Interesuję się nieco lotnictwem. Ciekawi mnie co się stanie gdy przyjdzie jakaś wojna albo chociaż atak terrorystyczny. Wiem gdzie w Polsce są lotniska wojskowe, ba, ich dane są w Internecie. Wymiary pasów startowych, poufne informacje gdzie i ile ich jest. Można sobie oglądnąć rozlokowanie obiektów na mapach satelitarnych.
Znam chyba wszystkie lokalizacje "tajnych" polskich lotnisk, czasem odkrywanych w mediach gdy jak ostatnio wylądowała na nim niechcący Pani Pilot swoim boeingiem ze zdziwionymi pasażerami. Wiem nawet na których odcinkach autostrad mogą lądować polskie myśliwce. Skoro ja to wiem niespecjalnie nawet szukając, to co za problemy będą mieli inni z pozyskaniem takcih informacji?
Mam kolegów w wojsku. Wszak wciąż pobór jest obowiązkowy. Jaka jest zdolność taktyczna rastamana pracującego w kuchni? Po co kucharzom w wojsku ścina się dredy? Podobno maski są tak stare, że trzeba mieć glacę. Mamy chyba jakieś zabytki, bo normalne współczesne maski nie zakrywają już całej czaski, ale tylko twarz. Amerykanie w wojsku mają fryzury jakie chcą.
Mam takie wrażenie że ten cały MON, ta cała polska armia, to takie państwowe przedsiębiorstwo, które miło sobie trwa w tym swoim marazmie, a od czasów komunizmu nic się tam nie zmieniło. Reforma armii- nie wiem czy w ogóle ktoś tak o tym mówi. W mediach nic nie słychać, i dam głowę że wewnątrz tego środowiska także niewiele się dzieje.
Czemu jeszcze służy masowy pobór, co zrobi taki żołnierz po chyba 10-miesięcznym szkoleniu? Co zrobią ludzie z łapanki? Współcześni niewolnicy dla których wojsko jest odmianą przymusowego więzienia? Kto nie palił papierosów, po wyjściu z wojska pali papierosy. Kto nie pił, po wyjściu z wojska pije na potęgę. I komiczny wymiar sprawiedliwości- sąd wojskowy jest chyba synonimem karykatury sprawiedliwości wobec tych na ogół niezaradnych ludzi (skoro nie umieli sobie załatwić "niepójścia" do wojska).

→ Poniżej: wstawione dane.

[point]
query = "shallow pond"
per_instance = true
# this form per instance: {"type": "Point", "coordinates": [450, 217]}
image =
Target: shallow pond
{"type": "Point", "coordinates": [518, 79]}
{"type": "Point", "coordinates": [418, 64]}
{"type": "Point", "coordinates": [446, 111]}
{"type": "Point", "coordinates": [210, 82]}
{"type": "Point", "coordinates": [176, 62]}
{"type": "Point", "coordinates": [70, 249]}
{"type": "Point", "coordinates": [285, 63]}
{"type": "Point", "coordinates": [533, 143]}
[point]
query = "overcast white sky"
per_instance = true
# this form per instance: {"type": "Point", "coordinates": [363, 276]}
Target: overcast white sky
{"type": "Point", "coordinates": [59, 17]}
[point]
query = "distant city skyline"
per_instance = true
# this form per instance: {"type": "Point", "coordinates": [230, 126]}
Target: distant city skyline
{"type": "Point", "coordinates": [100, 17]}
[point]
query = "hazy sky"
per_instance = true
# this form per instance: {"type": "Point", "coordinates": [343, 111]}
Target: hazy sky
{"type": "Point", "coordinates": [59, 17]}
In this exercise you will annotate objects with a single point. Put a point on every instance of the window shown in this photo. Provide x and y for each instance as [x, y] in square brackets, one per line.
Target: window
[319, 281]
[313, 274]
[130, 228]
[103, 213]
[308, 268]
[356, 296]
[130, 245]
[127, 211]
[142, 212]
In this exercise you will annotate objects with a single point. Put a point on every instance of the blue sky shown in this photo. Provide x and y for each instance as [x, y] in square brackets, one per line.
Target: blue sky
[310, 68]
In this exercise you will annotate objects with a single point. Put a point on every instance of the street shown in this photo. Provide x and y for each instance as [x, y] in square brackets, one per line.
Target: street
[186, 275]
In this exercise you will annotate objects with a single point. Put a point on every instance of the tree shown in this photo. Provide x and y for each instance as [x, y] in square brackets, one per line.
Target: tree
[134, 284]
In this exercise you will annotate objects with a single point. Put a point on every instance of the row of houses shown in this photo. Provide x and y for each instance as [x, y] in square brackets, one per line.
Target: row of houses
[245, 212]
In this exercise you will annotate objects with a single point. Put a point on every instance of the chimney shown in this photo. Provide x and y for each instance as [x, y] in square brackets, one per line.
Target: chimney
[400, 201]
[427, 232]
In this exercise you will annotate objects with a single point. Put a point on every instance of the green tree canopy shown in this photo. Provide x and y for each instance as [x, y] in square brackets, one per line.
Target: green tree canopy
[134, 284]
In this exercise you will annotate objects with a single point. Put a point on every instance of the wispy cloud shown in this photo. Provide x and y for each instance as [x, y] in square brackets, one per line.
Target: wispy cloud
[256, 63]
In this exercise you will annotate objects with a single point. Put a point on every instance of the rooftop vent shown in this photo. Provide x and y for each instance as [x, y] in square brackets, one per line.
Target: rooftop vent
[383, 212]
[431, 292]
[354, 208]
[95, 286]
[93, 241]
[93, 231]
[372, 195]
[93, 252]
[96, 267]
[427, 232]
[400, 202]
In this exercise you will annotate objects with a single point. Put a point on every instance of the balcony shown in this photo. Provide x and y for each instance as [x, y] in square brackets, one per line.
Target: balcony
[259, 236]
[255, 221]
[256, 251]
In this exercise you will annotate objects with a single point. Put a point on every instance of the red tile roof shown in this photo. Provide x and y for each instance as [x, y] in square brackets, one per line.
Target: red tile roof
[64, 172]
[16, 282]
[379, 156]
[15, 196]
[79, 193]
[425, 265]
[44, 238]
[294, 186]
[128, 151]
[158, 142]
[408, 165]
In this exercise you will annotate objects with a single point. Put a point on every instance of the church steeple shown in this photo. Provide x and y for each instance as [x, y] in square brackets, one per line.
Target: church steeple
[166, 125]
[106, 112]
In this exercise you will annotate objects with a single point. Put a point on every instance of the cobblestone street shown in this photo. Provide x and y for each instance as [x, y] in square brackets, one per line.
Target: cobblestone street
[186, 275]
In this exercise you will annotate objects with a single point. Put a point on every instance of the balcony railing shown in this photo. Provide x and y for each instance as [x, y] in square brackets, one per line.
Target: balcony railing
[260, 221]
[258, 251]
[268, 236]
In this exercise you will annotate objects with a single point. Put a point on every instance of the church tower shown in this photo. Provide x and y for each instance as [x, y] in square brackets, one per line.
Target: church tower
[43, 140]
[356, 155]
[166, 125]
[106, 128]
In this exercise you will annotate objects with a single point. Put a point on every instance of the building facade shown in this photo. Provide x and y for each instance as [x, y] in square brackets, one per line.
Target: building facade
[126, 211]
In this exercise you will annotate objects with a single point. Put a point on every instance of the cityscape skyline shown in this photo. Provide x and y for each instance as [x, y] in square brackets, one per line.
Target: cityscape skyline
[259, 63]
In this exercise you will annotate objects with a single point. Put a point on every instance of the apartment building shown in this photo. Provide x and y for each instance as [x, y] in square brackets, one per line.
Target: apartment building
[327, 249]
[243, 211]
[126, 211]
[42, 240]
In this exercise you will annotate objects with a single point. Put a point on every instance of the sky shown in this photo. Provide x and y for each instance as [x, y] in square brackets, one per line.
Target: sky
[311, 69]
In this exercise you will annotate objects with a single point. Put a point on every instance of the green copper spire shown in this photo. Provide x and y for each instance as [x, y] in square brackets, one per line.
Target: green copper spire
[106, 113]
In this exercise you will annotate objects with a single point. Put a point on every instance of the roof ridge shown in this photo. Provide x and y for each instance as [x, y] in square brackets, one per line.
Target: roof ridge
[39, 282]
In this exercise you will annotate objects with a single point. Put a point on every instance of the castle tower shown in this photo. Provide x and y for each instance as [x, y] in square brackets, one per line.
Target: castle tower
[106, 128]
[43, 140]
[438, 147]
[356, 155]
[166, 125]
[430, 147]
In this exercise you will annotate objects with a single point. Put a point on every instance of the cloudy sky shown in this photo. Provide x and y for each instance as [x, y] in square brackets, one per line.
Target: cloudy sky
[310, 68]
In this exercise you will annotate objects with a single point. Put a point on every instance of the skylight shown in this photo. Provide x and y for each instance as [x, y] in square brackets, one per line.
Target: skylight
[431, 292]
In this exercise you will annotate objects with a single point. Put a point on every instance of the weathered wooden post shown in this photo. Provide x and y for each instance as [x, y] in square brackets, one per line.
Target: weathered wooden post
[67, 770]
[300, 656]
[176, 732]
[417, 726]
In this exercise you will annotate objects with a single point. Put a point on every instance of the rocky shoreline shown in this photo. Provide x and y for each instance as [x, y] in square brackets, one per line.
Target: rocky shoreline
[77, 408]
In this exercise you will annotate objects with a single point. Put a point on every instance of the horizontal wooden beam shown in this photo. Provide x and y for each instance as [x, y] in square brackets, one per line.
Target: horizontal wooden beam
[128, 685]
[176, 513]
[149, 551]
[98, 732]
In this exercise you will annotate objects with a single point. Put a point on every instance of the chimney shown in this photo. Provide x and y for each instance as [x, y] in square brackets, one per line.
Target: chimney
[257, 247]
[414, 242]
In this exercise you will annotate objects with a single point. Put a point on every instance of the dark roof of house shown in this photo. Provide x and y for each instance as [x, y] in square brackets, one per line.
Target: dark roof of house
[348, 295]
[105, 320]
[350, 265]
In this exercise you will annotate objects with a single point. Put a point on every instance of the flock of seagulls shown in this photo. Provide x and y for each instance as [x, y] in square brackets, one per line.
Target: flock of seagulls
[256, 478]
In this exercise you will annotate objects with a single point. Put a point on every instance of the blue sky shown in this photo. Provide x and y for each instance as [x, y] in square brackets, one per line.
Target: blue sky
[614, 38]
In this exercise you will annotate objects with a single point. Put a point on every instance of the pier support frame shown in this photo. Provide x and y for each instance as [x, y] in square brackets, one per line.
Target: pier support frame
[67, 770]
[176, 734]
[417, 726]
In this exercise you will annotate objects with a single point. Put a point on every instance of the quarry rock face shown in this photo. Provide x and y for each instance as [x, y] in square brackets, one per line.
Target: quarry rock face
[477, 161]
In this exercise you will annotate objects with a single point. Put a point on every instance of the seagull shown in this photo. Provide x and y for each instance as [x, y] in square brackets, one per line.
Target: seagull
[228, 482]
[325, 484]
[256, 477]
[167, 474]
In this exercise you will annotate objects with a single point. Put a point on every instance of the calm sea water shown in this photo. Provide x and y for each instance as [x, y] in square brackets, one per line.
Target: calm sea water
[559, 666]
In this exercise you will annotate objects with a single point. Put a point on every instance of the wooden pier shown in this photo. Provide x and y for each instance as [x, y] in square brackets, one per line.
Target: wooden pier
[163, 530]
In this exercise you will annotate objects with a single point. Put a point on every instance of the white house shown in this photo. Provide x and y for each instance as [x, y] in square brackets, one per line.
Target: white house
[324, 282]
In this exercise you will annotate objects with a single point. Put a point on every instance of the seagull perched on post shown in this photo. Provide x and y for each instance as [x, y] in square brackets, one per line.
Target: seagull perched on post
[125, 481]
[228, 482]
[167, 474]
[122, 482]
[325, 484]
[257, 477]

Mój kolega rastaman z wioski na polskiej prowincji, poszedł do wojska dla pieniędzy, i aby zdobyć "kuchenne" doświadczenie. Mógł się wymigać, ale nie chciał. Dziwiłem się że wrócił z Holandii gdzie jednemu generałowi remontował dom, a sąsiedzi- czarnoskórzy rastamani z dziećmi zabierali go na imprezy na które wybierali się z wózkiem dziecięcym. Porozumiewali się z nim na migi.
Wojsko mimo wszystko jest atrakcyjnym pracodawcą. Po co przymus, po co pobór? Chyba tylko po to by zmuszać ludzi do walki w wojnach zamiast używać wojska do pacyfikacji, działań pokojowych, do czego chyba prościej przekonać chętnych.